The basic idea of perspective was known and used by the Greeks and Romans. It seems to have fallen into disuse after the Roman Empire declined but was reintroduced by Renaissance artists and has been a feature of European art ever since.

Before we get too deeply involved in the technique of perspective it is worth considering why perspective was not used by other cultures and in other ages. The answer lies in the purpose of art. Art of whatever culture seeks to represent the world around us and the imagination within us. Even in our own culture this representation is often highly stylised. Look at a picture book for young children; the objects, say a cup or a ball, are usually nothing like a photograph. The colours are gaudy, there is no light and shade, they have thick outlines. But in a sense they correspond with how we see. Just because our eye contains a lens does not mean that we see the world like a camera. The eye merely collects information which the brain composes into a meaningful image.

An image does not need perfect perspective to fulfil its function and many cultures have deliberately chosen to ignore complex perspective. Perspective is not a superior form of art, it is merely a particular branch. In the same way it is possible to animate without applying any of the rules of perspective, in fact you can openly flout them. But I will assume that you want to give to your animation some illusion of real depth.

The form of perspective we are considering here (sometimes known as Plano-linear perspective) has strict limits.
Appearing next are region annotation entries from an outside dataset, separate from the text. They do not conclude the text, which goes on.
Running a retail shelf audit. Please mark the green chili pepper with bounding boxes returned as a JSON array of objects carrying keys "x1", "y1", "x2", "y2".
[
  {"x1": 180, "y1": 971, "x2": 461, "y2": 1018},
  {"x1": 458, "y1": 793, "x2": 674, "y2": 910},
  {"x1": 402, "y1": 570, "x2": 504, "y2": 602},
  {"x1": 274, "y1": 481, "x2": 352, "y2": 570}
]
Firstly it assumes that we look at the scene with one eye only, secondly it assumes that we stare at a fixed point in the scene, although our eye takes in a field of view all around this point (more about angles of view later). Thirdly it assumes that the sheet of glass upon which we draw (or imagine the picture to be drawn) is so placed that our line of sight is square on, i.e. forms a right angle with the surface of the glass. But the line of sight does not have to be in the centre of the picture. It often looks best if placed to one side and slightly above or below the middle.

It follows that the glass will only be vertical if the line of sight is horizontal, i.e. parallel with the ground. If the artist is looking upwards or downwards, then the glass must be tilted accordingly.

It is all too easy to learn a rule of perspective and then produce an impossible looking picture, because these rules have limitations. They are merely rules of convenience. Never lose sight of the basic rule, i.e. the principle of the sheet of glass.